Target shares fall after orders cut, prices amid inventory glut

Target shares fall after orders cut, prices amid inventory glut

Target said Tuesday it was canceling orders from vendors, particularly for homewares and apparel, and cutting prices further to clear stockpiled ahead of the critical fall and holiday shopping seasons.

The shares come after a pronounced shift in Americans’ spending from investing in their homes to money being spent on travel, dining out and dressier clothes – a shift that has come much faster than majors expected. retailers.

The speed at which Americans have moved away from pandemic-related spending has been laid bare in the latest quarterly financial reports from a number of major retailers. Target announced last month that its profit for the first fiscal quarter fell 52% from the same period last year.

Sales of big TVs and small kitchen appliances that Americans loaded up during the pandemic have faded, leaving Target with a bloated inventory it says needs to be cut to sell.

“This announcement is going to scare investors – especially the fact that it comes less than a month after Target announced its earnings – and it should probably make people a little nervous about Walmart and Kohl’s, but it looks like the problem is more company-specific than anything else,” said Adam Crisafulli of Vital Knowledge in a research note.

Target shares fell more than 7% in premarket trading. Shares of other retailers fell with him, with Walmart, Nordstrom and Macy’s falling between 2% and 4%.

Target declined to give a dollar amount of merchandise orders that are canceled and the depth of the discounts.

“The additional guidance is also creating nervousness as trading in some categories, such as home, has deteriorated further and faster since the first quarter results,” GlobalData chief executive Neil Saunders said in an email. . “It’s not unique to Target but, given the company’s over-inventory, it leaves it particularly exposed.”

In demand: Grocery and makeup

By aggressively eliminating junk, Target wants to make room for what’s currently in demand, including groceries and makeup products.
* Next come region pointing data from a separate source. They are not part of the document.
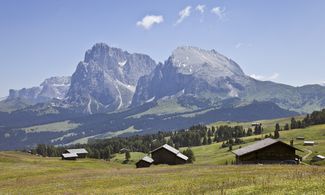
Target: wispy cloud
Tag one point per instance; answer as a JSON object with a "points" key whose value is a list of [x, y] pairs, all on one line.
{"points": [[238, 45], [148, 21], [220, 12], [184, 13], [273, 77], [200, 8]]}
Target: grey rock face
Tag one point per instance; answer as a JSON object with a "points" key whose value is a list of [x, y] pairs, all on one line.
{"points": [[193, 72], [106, 80], [54, 87], [195, 75]]}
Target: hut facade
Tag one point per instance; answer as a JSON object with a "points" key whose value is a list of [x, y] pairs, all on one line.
{"points": [[267, 151], [69, 156], [166, 154], [81, 152], [309, 143], [318, 158], [144, 162]]}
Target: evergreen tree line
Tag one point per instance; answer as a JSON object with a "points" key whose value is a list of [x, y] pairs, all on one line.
{"points": [[194, 136]]}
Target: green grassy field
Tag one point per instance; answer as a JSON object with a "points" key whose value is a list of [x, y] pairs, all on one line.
{"points": [[26, 174], [22, 173]]}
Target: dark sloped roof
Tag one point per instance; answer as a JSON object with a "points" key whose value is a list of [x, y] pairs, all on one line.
{"points": [[173, 150], [78, 151], [147, 159], [69, 155], [258, 145]]}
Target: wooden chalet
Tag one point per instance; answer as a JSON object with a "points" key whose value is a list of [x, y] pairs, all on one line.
{"points": [[267, 151], [318, 158], [309, 143], [81, 152], [69, 156], [144, 162], [166, 154]]}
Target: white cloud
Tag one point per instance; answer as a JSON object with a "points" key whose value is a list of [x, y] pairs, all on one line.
{"points": [[238, 45], [184, 13], [220, 12], [148, 21], [200, 8], [273, 77]]}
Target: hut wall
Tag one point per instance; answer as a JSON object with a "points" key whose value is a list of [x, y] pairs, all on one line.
{"points": [[275, 153], [163, 156]]}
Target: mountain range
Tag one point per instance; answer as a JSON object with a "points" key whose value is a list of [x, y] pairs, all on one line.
{"points": [[115, 93]]}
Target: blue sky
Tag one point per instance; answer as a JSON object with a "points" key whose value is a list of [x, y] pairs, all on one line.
{"points": [[279, 40]]}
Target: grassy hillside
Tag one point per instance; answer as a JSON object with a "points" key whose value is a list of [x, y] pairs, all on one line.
{"points": [[26, 174], [268, 125], [22, 173]]}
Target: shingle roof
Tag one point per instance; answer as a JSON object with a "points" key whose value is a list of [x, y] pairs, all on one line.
{"points": [[182, 156], [320, 157], [257, 146], [69, 155], [78, 151], [173, 150], [147, 159]]}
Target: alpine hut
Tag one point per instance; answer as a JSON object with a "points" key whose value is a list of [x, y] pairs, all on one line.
{"points": [[144, 162], [166, 154], [69, 156], [81, 152], [267, 151]]}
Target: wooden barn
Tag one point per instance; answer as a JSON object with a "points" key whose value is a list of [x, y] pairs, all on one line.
{"points": [[144, 162], [318, 158], [81, 152], [69, 156], [267, 151], [168, 155], [309, 143]]}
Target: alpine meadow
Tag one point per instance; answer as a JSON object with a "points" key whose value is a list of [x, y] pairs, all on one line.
{"points": [[163, 97]]}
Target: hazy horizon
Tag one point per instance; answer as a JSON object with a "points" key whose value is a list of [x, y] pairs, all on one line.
{"points": [[278, 41]]}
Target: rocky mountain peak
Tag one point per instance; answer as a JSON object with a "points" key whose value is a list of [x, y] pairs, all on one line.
{"points": [[190, 60]]}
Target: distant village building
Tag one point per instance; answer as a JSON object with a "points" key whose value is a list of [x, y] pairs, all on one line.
{"points": [[81, 152], [123, 150], [300, 138], [309, 143], [318, 158], [166, 154], [69, 156], [144, 162], [267, 151], [256, 124]]}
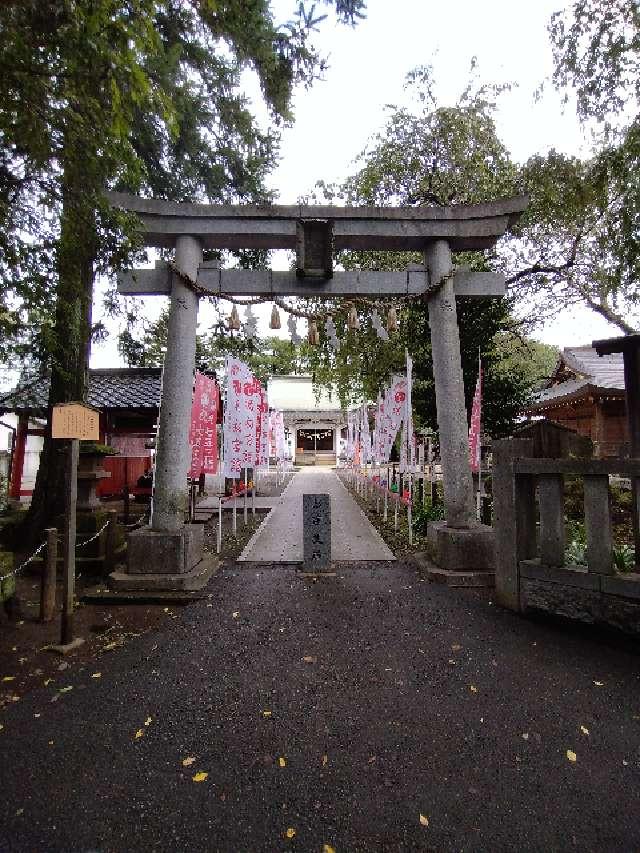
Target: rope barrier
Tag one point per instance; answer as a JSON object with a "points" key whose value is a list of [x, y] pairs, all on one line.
{"points": [[95, 535], [25, 564]]}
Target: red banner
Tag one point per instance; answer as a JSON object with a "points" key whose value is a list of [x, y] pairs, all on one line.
{"points": [[202, 434], [474, 429]]}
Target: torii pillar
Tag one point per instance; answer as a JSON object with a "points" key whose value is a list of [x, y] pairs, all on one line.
{"points": [[462, 548], [167, 554]]}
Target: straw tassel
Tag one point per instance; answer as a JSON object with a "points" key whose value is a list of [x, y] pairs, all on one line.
{"points": [[275, 319], [234, 320], [352, 320]]}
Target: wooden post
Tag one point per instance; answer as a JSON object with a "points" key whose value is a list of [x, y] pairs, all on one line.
{"points": [[514, 518], [245, 495], [48, 582], [71, 497], [597, 517], [552, 534], [110, 541], [234, 498], [17, 457]]}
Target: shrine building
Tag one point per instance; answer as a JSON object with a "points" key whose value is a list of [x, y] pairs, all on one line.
{"points": [[586, 393], [313, 419]]}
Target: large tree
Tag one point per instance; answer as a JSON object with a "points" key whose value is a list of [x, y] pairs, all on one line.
{"points": [[430, 155], [581, 235], [142, 95]]}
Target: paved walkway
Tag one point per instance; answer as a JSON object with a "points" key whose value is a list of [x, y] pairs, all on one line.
{"points": [[279, 538], [331, 713]]}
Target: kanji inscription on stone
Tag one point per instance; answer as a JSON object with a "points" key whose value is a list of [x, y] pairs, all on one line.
{"points": [[316, 523]]}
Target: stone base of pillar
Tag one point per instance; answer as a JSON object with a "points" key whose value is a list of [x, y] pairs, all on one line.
{"points": [[467, 550], [165, 561]]}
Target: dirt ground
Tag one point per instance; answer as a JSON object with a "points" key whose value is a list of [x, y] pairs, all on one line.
{"points": [[106, 626]]}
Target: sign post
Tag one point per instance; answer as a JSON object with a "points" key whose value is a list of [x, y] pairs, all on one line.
{"points": [[73, 453], [72, 422]]}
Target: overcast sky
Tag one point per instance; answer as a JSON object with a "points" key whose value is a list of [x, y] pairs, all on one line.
{"points": [[367, 68]]}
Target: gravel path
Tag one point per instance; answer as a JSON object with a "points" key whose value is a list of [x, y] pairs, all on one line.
{"points": [[352, 535], [386, 698]]}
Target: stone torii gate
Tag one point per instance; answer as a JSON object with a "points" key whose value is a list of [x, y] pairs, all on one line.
{"points": [[167, 554]]}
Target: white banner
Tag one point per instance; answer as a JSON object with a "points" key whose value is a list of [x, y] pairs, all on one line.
{"points": [[366, 435], [277, 430], [240, 418]]}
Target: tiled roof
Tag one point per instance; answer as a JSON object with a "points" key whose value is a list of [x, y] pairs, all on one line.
{"points": [[606, 371], [109, 388], [591, 373]]}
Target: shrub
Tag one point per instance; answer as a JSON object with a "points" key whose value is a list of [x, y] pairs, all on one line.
{"points": [[426, 514]]}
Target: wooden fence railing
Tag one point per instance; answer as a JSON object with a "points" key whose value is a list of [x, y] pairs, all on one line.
{"points": [[529, 521]]}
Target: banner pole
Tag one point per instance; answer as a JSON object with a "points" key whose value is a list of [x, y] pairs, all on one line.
{"points": [[245, 494]]}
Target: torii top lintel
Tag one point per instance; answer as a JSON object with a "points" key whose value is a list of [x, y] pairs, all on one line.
{"points": [[465, 227]]}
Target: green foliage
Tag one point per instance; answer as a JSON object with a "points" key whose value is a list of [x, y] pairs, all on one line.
{"points": [[431, 155], [593, 207], [575, 552], [596, 48], [624, 558], [137, 95], [141, 96], [265, 356], [424, 515]]}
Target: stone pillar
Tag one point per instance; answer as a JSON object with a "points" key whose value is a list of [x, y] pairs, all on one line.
{"points": [[170, 493], [447, 372]]}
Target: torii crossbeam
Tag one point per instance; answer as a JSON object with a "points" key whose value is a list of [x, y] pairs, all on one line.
{"points": [[315, 232]]}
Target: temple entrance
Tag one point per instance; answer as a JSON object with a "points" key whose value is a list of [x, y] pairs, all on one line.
{"points": [[316, 234], [315, 446]]}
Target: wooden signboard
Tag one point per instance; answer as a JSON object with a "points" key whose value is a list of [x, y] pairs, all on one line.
{"points": [[74, 420]]}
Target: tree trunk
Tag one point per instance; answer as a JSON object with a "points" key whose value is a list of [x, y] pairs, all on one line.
{"points": [[71, 342]]}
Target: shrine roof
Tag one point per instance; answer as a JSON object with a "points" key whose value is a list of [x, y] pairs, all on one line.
{"points": [[298, 394], [109, 388], [580, 372]]}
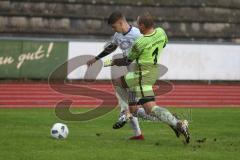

But Target also faces significantly higher costs for everything from labor to transportation and shipping, and it will offset price drops where it can with higher prices for goods currently. required.

“Retail inventory is high,” Target CFO Michael Fiddelke told The Associated Press in a phone interview Monday. “And they certainly are for us, in some of the categories that we mis-predicted. We determined that acting aggressively was the right way to continue to fuel the business.”

Target works with suppliers to cover the costs of their suppliers whose orders are canceled. In some cases, some of the raw materials for certain products will instead be used for other products that are more in demand, Fiddelke said. Many canceled product orders have a long production lead time of nine months, he said.

Target also announced that it will add five distribution centers over the next two fiscal years.

Target said moving-related costs will hurt the current quarter’s bottom line. Target now expects its second-quarter operating margin rate to be about 2%, down from about 5.3% it had forecast last month. For the second half of the year, Target expects an operating margin rate of around 6%, a rate it said would exceed the company’s average fall season performance in the years before. the pandemic.

Last month, Target expected its full-year operating margin rate to be around 6%. Target did not give a full new prediction. It also said it has secured additional space near US ports to store cargo to allow for more flexibility.

Target, however, continues to expect full-year revenue growth in the low to mid-single digit range and expects to maintain or gain market share for the year.